Il y a trois mois le compositeur Denis Levaillant, par l'entremise de la Fédération de la Composition Musiques de Création (FCMC), réclamait qu'une production portée par un créateur à la fois producteur et éditeur de ses propres œuvres soit exemptée des droits de reproduction mécanique. Lorsqu'un producteur sort un disque il doit payer ce qui peut être assimilé à une taxe, œuvre par œuvre publiée. Cette somme est reversée aux ayant-droits l'année suivante, minorée d'un pourcentage conservé par la SDRM (Société pour l'administration du droit de reproduction mécanique des auteurs, compositeurs et éditeurs, société civile dont les associés sont la SACEM, la SACD, la SCAM, la SGDL et l'AEEDRM), sous réserve que l'œuvre ait fait l'objet d'un dépôt à l'une de ces sociétés. Matériellement, la SDRM est hébergée par la SACEM dans des locaux communs et utilise son personnel et ses moyens techniques. Denis Levaillant avance le pourcentage de 14%, peut-être revu à la baisse depuis mon souvenir qui se montait à 18%, pour des frais de fonctionnement consistant à délivrer l'autorisation, depuis de nombreuses années automatisée informatiquement, mais pas réévaluée à la baisse pour autant ! En France les presseurs de disques sont sommés de ne pas honorer de commandes sans que les droits en question aient été payés.
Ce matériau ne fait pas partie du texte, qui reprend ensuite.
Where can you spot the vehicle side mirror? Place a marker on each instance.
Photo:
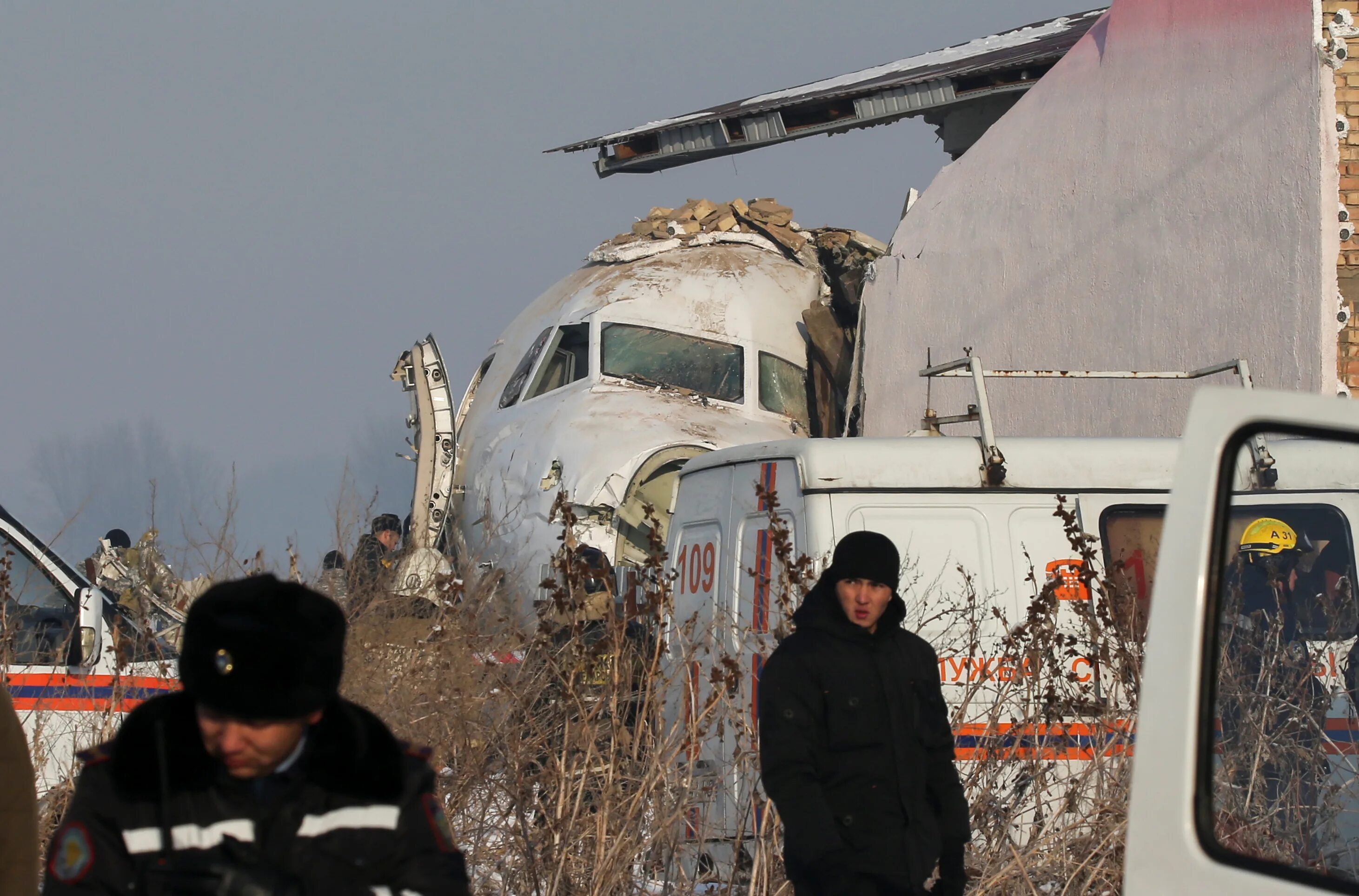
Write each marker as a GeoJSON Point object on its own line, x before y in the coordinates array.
{"type": "Point", "coordinates": [92, 625]}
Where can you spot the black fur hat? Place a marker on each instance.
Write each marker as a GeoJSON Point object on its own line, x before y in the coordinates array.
{"type": "Point", "coordinates": [263, 649]}
{"type": "Point", "coordinates": [866, 556]}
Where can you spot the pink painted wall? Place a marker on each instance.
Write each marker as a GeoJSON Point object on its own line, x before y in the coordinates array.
{"type": "Point", "coordinates": [1164, 198]}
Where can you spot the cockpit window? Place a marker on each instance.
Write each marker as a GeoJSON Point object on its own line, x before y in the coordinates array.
{"type": "Point", "coordinates": [660, 357]}
{"type": "Point", "coordinates": [567, 362]}
{"type": "Point", "coordinates": [783, 389]}
{"type": "Point", "coordinates": [521, 374]}
{"type": "Point", "coordinates": [472, 391]}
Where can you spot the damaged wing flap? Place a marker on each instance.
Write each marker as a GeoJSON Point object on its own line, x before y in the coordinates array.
{"type": "Point", "coordinates": [422, 372]}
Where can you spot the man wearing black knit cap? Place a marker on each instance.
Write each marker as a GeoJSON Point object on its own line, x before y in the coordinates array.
{"type": "Point", "coordinates": [257, 780]}
{"type": "Point", "coordinates": [855, 746]}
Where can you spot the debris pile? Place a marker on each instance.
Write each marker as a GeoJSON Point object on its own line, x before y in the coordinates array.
{"type": "Point", "coordinates": [703, 216]}
{"type": "Point", "coordinates": [763, 223]}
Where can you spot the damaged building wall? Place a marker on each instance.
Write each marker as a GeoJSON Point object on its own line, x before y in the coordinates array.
{"type": "Point", "coordinates": [1164, 198]}
{"type": "Point", "coordinates": [1335, 13]}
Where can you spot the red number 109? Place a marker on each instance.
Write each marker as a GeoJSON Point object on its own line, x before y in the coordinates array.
{"type": "Point", "coordinates": [696, 569]}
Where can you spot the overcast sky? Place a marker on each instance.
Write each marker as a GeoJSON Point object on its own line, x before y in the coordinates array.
{"type": "Point", "coordinates": [222, 223]}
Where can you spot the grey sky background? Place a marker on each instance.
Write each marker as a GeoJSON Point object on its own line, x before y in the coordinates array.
{"type": "Point", "coordinates": [222, 223]}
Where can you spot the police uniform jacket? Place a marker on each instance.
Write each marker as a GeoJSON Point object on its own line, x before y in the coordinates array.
{"type": "Point", "coordinates": [856, 751]}
{"type": "Point", "coordinates": [357, 814]}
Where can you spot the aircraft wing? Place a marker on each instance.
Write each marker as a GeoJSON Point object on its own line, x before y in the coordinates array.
{"type": "Point", "coordinates": [960, 89]}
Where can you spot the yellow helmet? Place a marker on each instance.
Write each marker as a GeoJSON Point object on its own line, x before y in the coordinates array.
{"type": "Point", "coordinates": [1268, 537]}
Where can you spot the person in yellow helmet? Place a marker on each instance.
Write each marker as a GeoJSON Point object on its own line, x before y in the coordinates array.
{"type": "Point", "coordinates": [1271, 550]}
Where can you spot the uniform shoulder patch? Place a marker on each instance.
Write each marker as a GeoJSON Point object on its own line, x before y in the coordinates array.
{"type": "Point", "coordinates": [73, 853]}
{"type": "Point", "coordinates": [419, 752]}
{"type": "Point", "coordinates": [438, 823]}
{"type": "Point", "coordinates": [96, 754]}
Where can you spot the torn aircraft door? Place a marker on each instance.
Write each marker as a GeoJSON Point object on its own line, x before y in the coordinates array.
{"type": "Point", "coordinates": [423, 375]}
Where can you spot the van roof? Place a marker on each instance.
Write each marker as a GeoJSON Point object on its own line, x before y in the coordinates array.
{"type": "Point", "coordinates": [1050, 465]}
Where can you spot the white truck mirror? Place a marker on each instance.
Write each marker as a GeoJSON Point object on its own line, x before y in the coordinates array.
{"type": "Point", "coordinates": [92, 625]}
{"type": "Point", "coordinates": [1245, 778]}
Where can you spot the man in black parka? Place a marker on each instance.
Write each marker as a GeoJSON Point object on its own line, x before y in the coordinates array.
{"type": "Point", "coordinates": [257, 780]}
{"type": "Point", "coordinates": [855, 744]}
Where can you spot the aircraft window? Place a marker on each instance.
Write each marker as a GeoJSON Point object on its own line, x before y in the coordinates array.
{"type": "Point", "coordinates": [569, 360]}
{"type": "Point", "coordinates": [783, 389]}
{"type": "Point", "coordinates": [39, 617]}
{"type": "Point", "coordinates": [521, 374]}
{"type": "Point", "coordinates": [658, 357]}
{"type": "Point", "coordinates": [472, 390]}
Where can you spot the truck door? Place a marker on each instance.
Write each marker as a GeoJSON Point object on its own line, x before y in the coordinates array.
{"type": "Point", "coordinates": [1244, 780]}
{"type": "Point", "coordinates": [764, 610]}
{"type": "Point", "coordinates": [699, 634]}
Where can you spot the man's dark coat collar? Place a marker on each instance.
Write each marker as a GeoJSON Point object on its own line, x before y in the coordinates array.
{"type": "Point", "coordinates": [350, 751]}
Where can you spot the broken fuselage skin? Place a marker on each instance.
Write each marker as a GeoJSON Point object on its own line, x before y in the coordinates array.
{"type": "Point", "coordinates": [612, 379]}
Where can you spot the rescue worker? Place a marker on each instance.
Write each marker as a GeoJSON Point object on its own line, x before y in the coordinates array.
{"type": "Point", "coordinates": [335, 580]}
{"type": "Point", "coordinates": [267, 783]}
{"type": "Point", "coordinates": [1267, 678]}
{"type": "Point", "coordinates": [18, 807]}
{"type": "Point", "coordinates": [855, 746]}
{"type": "Point", "coordinates": [373, 556]}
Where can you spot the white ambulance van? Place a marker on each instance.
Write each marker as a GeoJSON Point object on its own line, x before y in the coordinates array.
{"type": "Point", "coordinates": [979, 545]}
{"type": "Point", "coordinates": [74, 660]}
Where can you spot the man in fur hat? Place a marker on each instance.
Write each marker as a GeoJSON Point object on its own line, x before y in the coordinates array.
{"type": "Point", "coordinates": [257, 780]}
{"type": "Point", "coordinates": [855, 746]}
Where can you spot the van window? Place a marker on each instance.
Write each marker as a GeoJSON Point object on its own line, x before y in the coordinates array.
{"type": "Point", "coordinates": [783, 389]}
{"type": "Point", "coordinates": [660, 357]}
{"type": "Point", "coordinates": [39, 617]}
{"type": "Point", "coordinates": [472, 391]}
{"type": "Point", "coordinates": [1323, 583]}
{"type": "Point", "coordinates": [521, 374]}
{"type": "Point", "coordinates": [569, 360]}
{"type": "Point", "coordinates": [1277, 788]}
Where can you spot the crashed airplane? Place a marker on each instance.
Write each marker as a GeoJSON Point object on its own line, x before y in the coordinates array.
{"type": "Point", "coordinates": [694, 332]}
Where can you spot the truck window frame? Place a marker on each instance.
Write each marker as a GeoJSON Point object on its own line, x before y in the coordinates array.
{"type": "Point", "coordinates": [1206, 723]}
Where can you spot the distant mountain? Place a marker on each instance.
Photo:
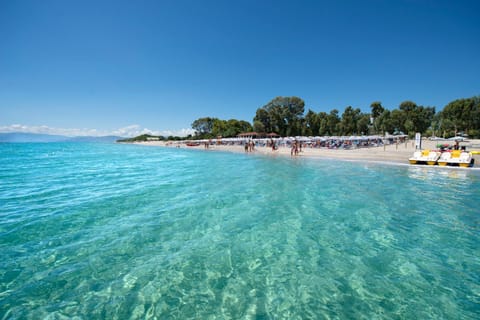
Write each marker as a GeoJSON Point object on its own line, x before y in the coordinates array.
{"type": "Point", "coordinates": [34, 137]}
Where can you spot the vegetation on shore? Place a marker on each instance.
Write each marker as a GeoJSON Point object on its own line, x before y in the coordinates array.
{"type": "Point", "coordinates": [286, 116]}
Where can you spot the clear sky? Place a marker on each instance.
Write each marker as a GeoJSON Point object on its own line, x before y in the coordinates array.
{"type": "Point", "coordinates": [123, 66]}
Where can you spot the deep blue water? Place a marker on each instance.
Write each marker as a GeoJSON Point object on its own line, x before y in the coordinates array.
{"type": "Point", "coordinates": [104, 231]}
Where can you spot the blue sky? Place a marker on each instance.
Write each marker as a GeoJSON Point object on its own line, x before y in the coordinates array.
{"type": "Point", "coordinates": [125, 67]}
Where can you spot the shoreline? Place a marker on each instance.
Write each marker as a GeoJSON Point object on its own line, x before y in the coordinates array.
{"type": "Point", "coordinates": [387, 154]}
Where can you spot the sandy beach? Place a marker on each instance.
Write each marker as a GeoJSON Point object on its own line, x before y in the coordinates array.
{"type": "Point", "coordinates": [392, 153]}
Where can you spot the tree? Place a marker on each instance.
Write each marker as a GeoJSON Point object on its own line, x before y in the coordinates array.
{"type": "Point", "coordinates": [377, 109]}
{"type": "Point", "coordinates": [312, 124]}
{"type": "Point", "coordinates": [332, 123]}
{"type": "Point", "coordinates": [349, 121]}
{"type": "Point", "coordinates": [462, 115]}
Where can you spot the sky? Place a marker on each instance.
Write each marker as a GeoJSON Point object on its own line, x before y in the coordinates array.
{"type": "Point", "coordinates": [130, 67]}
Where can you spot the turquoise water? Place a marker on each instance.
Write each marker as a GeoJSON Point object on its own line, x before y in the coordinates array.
{"type": "Point", "coordinates": [93, 231]}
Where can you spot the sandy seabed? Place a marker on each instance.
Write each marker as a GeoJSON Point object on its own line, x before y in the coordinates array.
{"type": "Point", "coordinates": [391, 153]}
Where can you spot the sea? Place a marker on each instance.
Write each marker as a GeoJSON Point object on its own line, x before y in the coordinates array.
{"type": "Point", "coordinates": [115, 231]}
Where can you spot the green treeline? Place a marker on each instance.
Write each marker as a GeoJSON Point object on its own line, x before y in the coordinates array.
{"type": "Point", "coordinates": [286, 116]}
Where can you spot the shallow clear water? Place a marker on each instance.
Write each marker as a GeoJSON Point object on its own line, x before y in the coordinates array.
{"type": "Point", "coordinates": [99, 231]}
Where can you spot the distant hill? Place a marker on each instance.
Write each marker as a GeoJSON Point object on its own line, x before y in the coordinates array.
{"type": "Point", "coordinates": [33, 137]}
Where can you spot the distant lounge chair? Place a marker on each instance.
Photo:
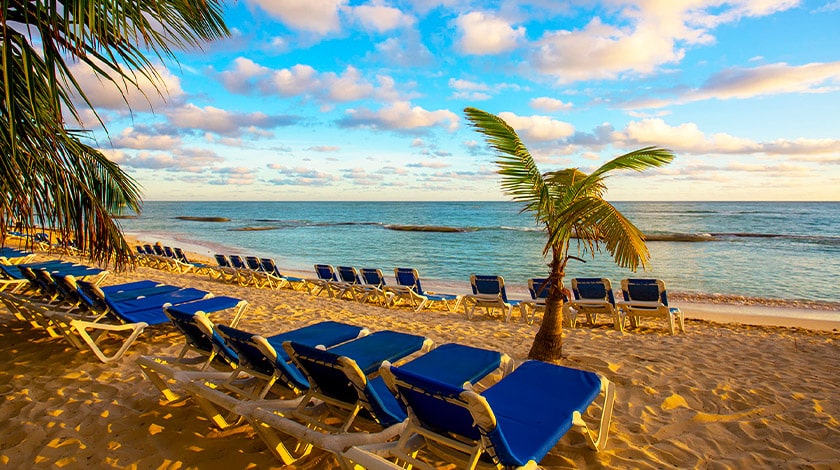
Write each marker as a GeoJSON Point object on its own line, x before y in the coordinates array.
{"type": "Point", "coordinates": [488, 292]}
{"type": "Point", "coordinates": [593, 296]}
{"type": "Point", "coordinates": [513, 423]}
{"type": "Point", "coordinates": [325, 281]}
{"type": "Point", "coordinates": [409, 288]}
{"type": "Point", "coordinates": [648, 298]}
{"type": "Point", "coordinates": [279, 279]}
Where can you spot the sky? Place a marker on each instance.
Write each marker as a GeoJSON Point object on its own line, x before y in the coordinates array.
{"type": "Point", "coordinates": [363, 100]}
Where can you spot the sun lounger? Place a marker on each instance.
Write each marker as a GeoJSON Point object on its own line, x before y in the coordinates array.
{"type": "Point", "coordinates": [593, 296]}
{"type": "Point", "coordinates": [261, 363]}
{"type": "Point", "coordinates": [352, 408]}
{"type": "Point", "coordinates": [648, 298]}
{"type": "Point", "coordinates": [409, 289]}
{"type": "Point", "coordinates": [513, 423]}
{"type": "Point", "coordinates": [488, 292]}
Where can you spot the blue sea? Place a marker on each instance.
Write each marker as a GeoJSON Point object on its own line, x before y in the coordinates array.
{"type": "Point", "coordinates": [780, 250]}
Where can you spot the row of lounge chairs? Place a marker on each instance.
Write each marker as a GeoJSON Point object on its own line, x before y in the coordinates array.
{"type": "Point", "coordinates": [65, 300]}
{"type": "Point", "coordinates": [378, 398]}
{"type": "Point", "coordinates": [591, 296]}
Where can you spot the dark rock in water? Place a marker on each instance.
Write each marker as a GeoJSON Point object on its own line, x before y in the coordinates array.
{"type": "Point", "coordinates": [251, 229]}
{"type": "Point", "coordinates": [425, 228]}
{"type": "Point", "coordinates": [203, 219]}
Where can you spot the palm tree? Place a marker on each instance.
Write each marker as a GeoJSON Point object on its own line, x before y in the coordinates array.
{"type": "Point", "coordinates": [569, 204]}
{"type": "Point", "coordinates": [48, 175]}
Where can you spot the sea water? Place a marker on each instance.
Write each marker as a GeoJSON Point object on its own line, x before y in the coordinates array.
{"type": "Point", "coordinates": [782, 250]}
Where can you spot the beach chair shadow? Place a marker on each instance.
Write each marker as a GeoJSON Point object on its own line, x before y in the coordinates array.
{"type": "Point", "coordinates": [513, 423]}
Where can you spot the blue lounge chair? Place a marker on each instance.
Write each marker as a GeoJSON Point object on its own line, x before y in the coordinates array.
{"type": "Point", "coordinates": [373, 287]}
{"type": "Point", "coordinates": [325, 281]}
{"type": "Point", "coordinates": [648, 298]}
{"type": "Point", "coordinates": [340, 378]}
{"type": "Point", "coordinates": [488, 292]}
{"type": "Point", "coordinates": [262, 363]}
{"type": "Point", "coordinates": [593, 296]}
{"type": "Point", "coordinates": [279, 279]}
{"type": "Point", "coordinates": [514, 423]}
{"type": "Point", "coordinates": [410, 289]}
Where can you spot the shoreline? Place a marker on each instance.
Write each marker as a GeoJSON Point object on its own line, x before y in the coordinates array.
{"type": "Point", "coordinates": [722, 394]}
{"type": "Point", "coordinates": [824, 316]}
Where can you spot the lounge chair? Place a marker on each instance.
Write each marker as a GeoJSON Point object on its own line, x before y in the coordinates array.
{"type": "Point", "coordinates": [354, 408]}
{"type": "Point", "coordinates": [514, 423]}
{"type": "Point", "coordinates": [349, 280]}
{"type": "Point", "coordinates": [593, 296]}
{"type": "Point", "coordinates": [488, 292]}
{"type": "Point", "coordinates": [325, 281]}
{"type": "Point", "coordinates": [262, 363]}
{"type": "Point", "coordinates": [538, 288]}
{"type": "Point", "coordinates": [648, 298]}
{"type": "Point", "coordinates": [372, 288]}
{"type": "Point", "coordinates": [278, 279]}
{"type": "Point", "coordinates": [409, 289]}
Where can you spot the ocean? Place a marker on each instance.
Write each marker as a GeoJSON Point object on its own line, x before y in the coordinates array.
{"type": "Point", "coordinates": [777, 250]}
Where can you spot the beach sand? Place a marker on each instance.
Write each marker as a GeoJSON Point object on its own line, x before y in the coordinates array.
{"type": "Point", "coordinates": [723, 395]}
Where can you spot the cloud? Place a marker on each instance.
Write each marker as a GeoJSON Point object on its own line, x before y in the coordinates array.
{"type": "Point", "coordinates": [246, 76]}
{"type": "Point", "coordinates": [131, 138]}
{"type": "Point", "coordinates": [772, 79]}
{"type": "Point", "coordinates": [233, 176]}
{"type": "Point", "coordinates": [400, 116]}
{"type": "Point", "coordinates": [647, 35]}
{"type": "Point", "coordinates": [315, 16]}
{"type": "Point", "coordinates": [381, 18]}
{"type": "Point", "coordinates": [224, 122]}
{"type": "Point", "coordinates": [484, 34]}
{"type": "Point", "coordinates": [300, 176]}
{"type": "Point", "coordinates": [538, 128]}
{"type": "Point", "coordinates": [548, 105]}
Denis Levaillant souligne que le marché du disque ayant gravement plongé, ce sont souvent aujourd'hui les créateurs qui auto-produisent leurs œuvres et que cette somme équivaut pour eux à une taxe illégitime. Ce système avait néanmoins été intelligemment instauré pour protéger les auteurs contre les producteurs indélicats publiant des disques sans payer les auteurs. Si je me réfère à mon prochain disque, ces droits SDRM équivalent à 36% du prix du pressage, ce qui est énorme, disproportionné et parfaitement injuste en effet. Le délai pour que les ayant-droits, soit dans ce cas les payeurs eux-mêmes, perçoivent leur dû (moins le pourcentage cité plus haut) n'arrange pas les choses.
Or il y a un autre aspect, à mon avis beaucoup plus grave, que Denis Levaillant ne précise pas et pour lequel je me suis vainement battu pendant des décennies. Les majors paient la SDRM en fonction des disques vendus, donc après, tandis que les petits producteurs indépendants paient en avance sur l'intégralité des disques pressés. Cette décision statutaire vient de l'hypothèse que les petits sont moins honnêtes ou du moins moins fiables que les gros. Ce qui, par expérience, est un comble. Mais cela revient surtout à ce que nos invendus soient taxés ! Lorsque je m'en suis offusqué, la SACEM m'a répondu que je pouvais récupérer la SDRM sur les invendus à condition de les détruire devant huissier. Si j'en juge par mes stocks, en un demi-siècle d'activité, mon label a payé une somme colossale qu'un gros producteur a légalement évitée.
S'il est toujours nécessaire de protéger les ayant-droits contre les producteurs, les statuts actuels méritent sérieusement d'être reconsidérés devant l'iniquité qu'ils représentent aujourd'hui plus que jamais.